First bake of the year: Semolina bread and Sesame tartine bread
It was a cold weekend here in Timisoara, Romania, just good for baking:). In this case, the oven is a good friend who offers both baking and warming. I’ve decided to take my chance with two breads: a semolina bread, that I’ve tried two times before and I failed every one of them and a sesame tartine bread, that I’ve never made.
First about the semolina bread. I’ve read about it on Codruta’s blog (http://codrudepaine.ro/2011/11/paine-cu-faina-de-grau-durum/) , I’ve liked the looks of it and what she said about the taste. Unfortunatelly we don’t have durum flour in Timisoara and that kind of specific flour Codruta used is made and can be found in Italy. I've tried some other type of semolina flour but it was not good. It was a little adventure to get a batch of semolina rimacinata De Cecco, but finally I’ve got one. The result was as you can see below:
I retarded the dough in the fridge overnight for 11 hours, I baked it directly from the fridge but it seems to me like the dough was a bit under proofed. I would appreciate a piece of advice :). The taste is good, but I have a hunch that it could be better if the baker has all the knowledge and abilities to do it right :).
Secondly, about the sesame tartine bread: I’ve seen this bread also on Codruta’s blog that has been my first source of inspiration for almost one year. I don’t have Chad Robertson’s book (http://www.amazon.co.uk/Tartine-Bread-Chad-Robertson/dp/0811870413/ref=pd_sim_b_7), but it’s on my shopping list for the next months. I’ve tried the recipe in September from Codruta’s blog and the results were great:
But this week I found Pip’s Tartine sesame bread (http://www.thefreshloaf.com/node/30635/tartine%E2%80%99s-sesame-bread-tempered-high-extraction-miche ) and I started to think more about it.
Note: In the last two months I must admit that I’ve had two little “obsessions”, borrowed from txfarmer blog: 1. croissants, where I think I’m heading in the right direction and 2. baguettes, where I am a total disaster, despite the fact that I’ve had at least a dozen tries (seems to me like I am not able to master the final fermentation yet:( )...As a result, my bread baking had been limited to some Vermont breads and their variations , as there were easier to make and the results were great. Considering all mentioned above, tartine bread seemed to me like a good way of reentering the universal bread world :).
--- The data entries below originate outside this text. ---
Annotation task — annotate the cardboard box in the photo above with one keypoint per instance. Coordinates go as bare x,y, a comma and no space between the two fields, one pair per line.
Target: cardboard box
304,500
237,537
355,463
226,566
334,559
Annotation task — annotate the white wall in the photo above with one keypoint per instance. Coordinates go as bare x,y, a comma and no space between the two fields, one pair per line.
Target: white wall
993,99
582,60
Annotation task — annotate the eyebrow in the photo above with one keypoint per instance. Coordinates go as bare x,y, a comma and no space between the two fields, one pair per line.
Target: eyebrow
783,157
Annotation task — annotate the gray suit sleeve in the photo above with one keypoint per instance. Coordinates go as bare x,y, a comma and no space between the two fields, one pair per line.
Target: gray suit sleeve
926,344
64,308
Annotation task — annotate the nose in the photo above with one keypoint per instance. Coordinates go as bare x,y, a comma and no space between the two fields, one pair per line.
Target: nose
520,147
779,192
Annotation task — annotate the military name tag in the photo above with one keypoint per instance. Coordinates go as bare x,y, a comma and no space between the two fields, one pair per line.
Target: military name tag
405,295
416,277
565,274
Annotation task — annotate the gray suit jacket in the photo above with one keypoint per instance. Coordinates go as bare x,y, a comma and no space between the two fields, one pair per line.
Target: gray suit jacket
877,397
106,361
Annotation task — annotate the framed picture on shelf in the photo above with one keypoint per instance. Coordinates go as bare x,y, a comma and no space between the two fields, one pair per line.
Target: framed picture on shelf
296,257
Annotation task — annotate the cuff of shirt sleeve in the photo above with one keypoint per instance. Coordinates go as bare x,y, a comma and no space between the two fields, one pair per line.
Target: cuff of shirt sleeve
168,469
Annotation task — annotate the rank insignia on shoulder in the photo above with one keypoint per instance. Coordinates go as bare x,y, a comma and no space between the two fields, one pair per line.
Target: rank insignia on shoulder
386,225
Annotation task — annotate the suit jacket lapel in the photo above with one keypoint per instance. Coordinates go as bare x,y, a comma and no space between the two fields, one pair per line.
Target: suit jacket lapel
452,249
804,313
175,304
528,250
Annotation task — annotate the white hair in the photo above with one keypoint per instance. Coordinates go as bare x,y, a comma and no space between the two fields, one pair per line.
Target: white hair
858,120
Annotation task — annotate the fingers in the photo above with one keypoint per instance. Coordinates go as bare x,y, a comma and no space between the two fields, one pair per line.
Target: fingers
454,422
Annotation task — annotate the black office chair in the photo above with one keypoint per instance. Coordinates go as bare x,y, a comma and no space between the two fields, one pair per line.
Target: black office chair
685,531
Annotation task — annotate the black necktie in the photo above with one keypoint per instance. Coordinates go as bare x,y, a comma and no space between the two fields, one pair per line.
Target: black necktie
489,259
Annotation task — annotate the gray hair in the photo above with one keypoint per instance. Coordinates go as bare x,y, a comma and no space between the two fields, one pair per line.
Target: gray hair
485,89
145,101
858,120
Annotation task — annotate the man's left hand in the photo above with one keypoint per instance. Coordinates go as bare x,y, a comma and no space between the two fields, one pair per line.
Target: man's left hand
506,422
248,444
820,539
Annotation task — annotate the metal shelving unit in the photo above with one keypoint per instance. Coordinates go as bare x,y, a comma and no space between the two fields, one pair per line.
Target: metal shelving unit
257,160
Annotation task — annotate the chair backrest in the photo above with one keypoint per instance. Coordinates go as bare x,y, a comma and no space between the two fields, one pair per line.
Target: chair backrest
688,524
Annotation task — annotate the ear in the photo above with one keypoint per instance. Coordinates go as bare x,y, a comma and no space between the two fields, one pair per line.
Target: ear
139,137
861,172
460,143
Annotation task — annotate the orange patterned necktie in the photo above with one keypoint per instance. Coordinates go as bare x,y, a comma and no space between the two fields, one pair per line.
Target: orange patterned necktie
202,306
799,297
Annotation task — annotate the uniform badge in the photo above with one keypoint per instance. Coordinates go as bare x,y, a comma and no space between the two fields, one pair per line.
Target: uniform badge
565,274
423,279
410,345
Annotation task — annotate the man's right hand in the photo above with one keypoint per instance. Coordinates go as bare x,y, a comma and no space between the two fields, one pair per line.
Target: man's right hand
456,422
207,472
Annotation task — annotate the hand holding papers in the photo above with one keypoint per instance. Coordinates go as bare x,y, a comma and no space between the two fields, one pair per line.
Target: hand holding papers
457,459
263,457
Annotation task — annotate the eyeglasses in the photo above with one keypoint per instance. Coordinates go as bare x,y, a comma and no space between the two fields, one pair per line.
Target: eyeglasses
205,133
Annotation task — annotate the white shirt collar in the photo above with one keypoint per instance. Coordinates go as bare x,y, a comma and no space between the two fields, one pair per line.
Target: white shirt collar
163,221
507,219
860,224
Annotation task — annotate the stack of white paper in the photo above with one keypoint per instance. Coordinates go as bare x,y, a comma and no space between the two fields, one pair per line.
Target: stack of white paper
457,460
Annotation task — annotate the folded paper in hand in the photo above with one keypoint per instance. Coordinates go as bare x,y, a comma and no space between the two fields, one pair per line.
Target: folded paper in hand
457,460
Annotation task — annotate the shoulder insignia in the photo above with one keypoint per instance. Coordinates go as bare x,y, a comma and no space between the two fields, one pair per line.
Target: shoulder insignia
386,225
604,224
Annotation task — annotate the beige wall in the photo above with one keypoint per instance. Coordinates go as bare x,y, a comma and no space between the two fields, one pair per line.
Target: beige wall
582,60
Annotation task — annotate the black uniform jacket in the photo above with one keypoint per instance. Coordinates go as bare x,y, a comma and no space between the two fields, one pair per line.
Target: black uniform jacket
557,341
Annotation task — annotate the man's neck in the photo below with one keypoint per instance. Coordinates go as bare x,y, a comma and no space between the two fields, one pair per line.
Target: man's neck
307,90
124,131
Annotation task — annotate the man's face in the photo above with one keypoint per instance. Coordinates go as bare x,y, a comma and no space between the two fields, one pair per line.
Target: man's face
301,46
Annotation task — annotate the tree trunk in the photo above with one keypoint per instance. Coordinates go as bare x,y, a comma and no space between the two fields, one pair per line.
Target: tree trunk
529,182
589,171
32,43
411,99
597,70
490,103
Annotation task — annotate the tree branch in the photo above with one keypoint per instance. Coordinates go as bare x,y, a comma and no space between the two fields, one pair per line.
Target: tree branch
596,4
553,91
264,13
Finally, I’ve decided to make Tartine bread with black sesame and raisins inside and white sesame seeds on the crust. The result can be seen below:
Not so good looking, from my point of view, but extremely good taste:). My husband loves its taste also. But I feel the need to make a few notes:
- In addition to the basic recipe of tartine bread, I used oatmeal (10% of the overall flour), black sesame (6% of the overall flour) and raisin (5% of the overall flour). The addition of seeds and raisin made me belief that I should use more water. After the autolyse of sourdough, flour, water and oatmeal, I put the salt, more water and mixed the dough until medium gluten development . Then I put the sesame seeds and raisin. As a result the hydration of the dough was ~81%, some of the highest I’ve ever worked with. Frankly, I though the seeds would call for more water than they actually did. The dough was a bit difficult to handle.
- Codruta’s recipe was for two breads of ~ 750 gr each. I’ve made one bread of ~ 1.000 gr. It was too much dough for me to handle correctly in shaping as I have small hands. Moreover, it was my first time to put sesame seeds in the crust. I’ve done it using the method Hamelman suggests in his book, with a wet towel, but I think I handled the dough too much. For a beginner in putting seeds on the crust, I would recommend to work with a smaller amount of dough and a smaller degree of the dough hydration than I did.
This is my first bake of this year :). Hope the next one would be more successful. I would very much appreciate any piece of advice you could offer.
Happy baking everyone! See you soon!
Happy baker Andra:).
Ps: Please excuse my English. It’s my first time writing in “bread English language”. Some of the word associations may sound odd for you, as I might translate them from Romanian :|.